Featured Article -
Back in the days of the Great
Depression, President Roosevelt introduced the "New Deal" under which
the Hoover Dam was built. President Eisenhower funded the interstate highway
system through the Federal-Aid Highway Act of 1956. The results of both acts are
amazing pieces of engineering and critical infrastructure in the US. But even
state-of-the-art engineering requires ongoing maintenance. Today, over
65,000 bridges across the US are in disrepair, and the failure of one of
these critical pieces of infrastructure often has catastrophic results even
when it's not precipitated by flood or earthquake.
In the case of the Hoover Dam, an
entire cement works was built on site to provide materials in a timely fashion,
so a production line of sorts was implemented to drive efficiencies into the
construction. For the interstate highway system, mile after mile of land had to
be procured and graded, and bridges and tunnels constructed. Both products
would have benefited from a Total Productive Maintenance (TPM) solution, which
would have provided a framework to build and maintain the construction
infrastructure.
Total Productive Maintenance (TPM) is
a broad-reaching methodology focused on manufacturing and maintenance
engineering processes. Holistically, the primary objective of TPM is to
increase the productivity of plant and equipment while making appropriate
(small) investments to maintain productivity and health.
Similarly our IT infrastructure needs
constant maintenance to keep it running, current and patched to prevent
nefarious entry. Regretfully, this is often a place where that appropriate
investment is lacking, leaving teams to play catchup to support systems that
have long outlived their most productive years. Updating these systems is
considered too expensive, too complex, or not considered important enough,
resulting in an "if it ain't broke don't fix it" mentality. In
some cases there are zombie systems that just never got turned off and the
tribal knowledge of why they existed in the first place has left the building.
Software development lifecycles also have similar needs to keep tools and
skills current in order to deliver quality and value to their customers.
Investment in TPM supports the
philosophy of making appropriate investments to stay current with
infrastructure and applications. Almost weekly we hear of some government
agency or Fortune 500 company being hacked or an outage impacting a broad range
of customers. Getting current and staying current is also an investment in
managing operational risk around the complex systems we manage.
TPM is a very broad subject, and this
article can only scratch the surface. I strongly encourage you to review the
"Further Reading" section, where there are links to more exhaustive
articles on this topic that are specific to manufacturing.

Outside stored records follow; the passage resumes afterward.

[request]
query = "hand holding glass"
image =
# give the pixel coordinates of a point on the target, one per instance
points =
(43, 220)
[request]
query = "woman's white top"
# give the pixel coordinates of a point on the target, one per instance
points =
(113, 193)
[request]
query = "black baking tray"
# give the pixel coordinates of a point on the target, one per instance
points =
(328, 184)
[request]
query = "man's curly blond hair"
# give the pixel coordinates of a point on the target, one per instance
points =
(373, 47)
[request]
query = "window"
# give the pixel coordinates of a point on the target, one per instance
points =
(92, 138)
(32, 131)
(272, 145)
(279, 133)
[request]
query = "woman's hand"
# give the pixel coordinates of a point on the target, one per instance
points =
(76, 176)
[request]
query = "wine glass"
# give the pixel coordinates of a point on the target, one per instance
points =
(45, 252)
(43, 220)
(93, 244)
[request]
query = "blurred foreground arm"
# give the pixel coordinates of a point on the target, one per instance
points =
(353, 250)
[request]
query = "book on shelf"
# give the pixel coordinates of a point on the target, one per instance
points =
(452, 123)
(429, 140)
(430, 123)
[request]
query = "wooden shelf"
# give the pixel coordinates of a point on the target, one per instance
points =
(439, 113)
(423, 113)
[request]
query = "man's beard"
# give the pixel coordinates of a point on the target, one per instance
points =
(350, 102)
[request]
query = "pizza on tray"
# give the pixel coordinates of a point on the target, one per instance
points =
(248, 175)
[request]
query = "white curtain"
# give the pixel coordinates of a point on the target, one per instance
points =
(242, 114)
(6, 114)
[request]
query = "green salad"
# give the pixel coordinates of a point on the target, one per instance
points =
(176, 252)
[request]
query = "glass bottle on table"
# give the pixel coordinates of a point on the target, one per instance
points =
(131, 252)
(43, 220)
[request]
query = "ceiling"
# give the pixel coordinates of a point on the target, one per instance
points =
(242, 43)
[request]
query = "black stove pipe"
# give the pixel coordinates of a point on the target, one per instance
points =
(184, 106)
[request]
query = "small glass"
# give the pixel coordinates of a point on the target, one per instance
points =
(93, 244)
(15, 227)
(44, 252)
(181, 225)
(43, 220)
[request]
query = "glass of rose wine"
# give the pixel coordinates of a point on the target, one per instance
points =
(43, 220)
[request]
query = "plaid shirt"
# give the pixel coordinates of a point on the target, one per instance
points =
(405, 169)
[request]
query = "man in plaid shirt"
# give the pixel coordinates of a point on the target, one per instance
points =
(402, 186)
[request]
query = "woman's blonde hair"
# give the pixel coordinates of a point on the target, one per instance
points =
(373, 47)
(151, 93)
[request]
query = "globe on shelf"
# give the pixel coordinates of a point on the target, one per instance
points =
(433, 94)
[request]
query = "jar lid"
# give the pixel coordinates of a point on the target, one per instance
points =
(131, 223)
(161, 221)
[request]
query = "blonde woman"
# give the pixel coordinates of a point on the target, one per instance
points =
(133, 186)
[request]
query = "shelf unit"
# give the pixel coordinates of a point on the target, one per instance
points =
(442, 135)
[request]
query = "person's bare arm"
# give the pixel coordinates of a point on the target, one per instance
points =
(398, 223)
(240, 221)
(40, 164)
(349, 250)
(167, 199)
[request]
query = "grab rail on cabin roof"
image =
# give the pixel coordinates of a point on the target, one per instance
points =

The many years I have spent working
in IT using project management and Six Sigma methods have shown me that there
are many direct and strong analogs between manufacturing applications and IT,
especially when dealing with operations or maintenance of legacy systems for
core business customers. Many of these concepts also apply in the case of
development of products for a consumer market where technology is the product,
to the tools and development platforms used to create and ship these products.
TPM and TQM (Total Quality
Maintenance) are core operational components of an overall quality management
system. This system is made up of Eight Pillars that we will explore in this
article.
Fundamentally,
these eight pillars are the foundation of proactive planning and preventive
maintenance to provide a baseline of stability, capability and performance for
manufacturing processes.
Five S Foundation
At the
foundation of the Pillars of TPM there are the Five S's:
- Sort -- Sort out and determine what is needed in the manufacturing
area.
- Straighten -- Place items in a logical arrangement so they are easy to find and
ready to use. Clearly note where they are to be stored when not in use so
they can be returned.
- Shine -- Make sure that the workplace is clean and the equipment is in
good working order to perform the task.
- Standardize -- Make sure that the first three S's are practiced frequently to
remove any special cause variance in the manufacturing process.
- Sustain -- Maintain the rules and standards with a focus on continuous
improvement.
Below are
some analogs to IT. (Nothing here should be surprising for any mature IT
organization.)
- Sort -- Determine what is important to the customer and what tools are
needed to develop and maintain functional value.
- Straighten -- Make sure that the development or maintenance environment is
sustainable and there are controls around how product capability and
support is delivered/provided to the customer.
- Shine -- Manage defects and possible health issues for the application
(reliability, performance, data quality and capability).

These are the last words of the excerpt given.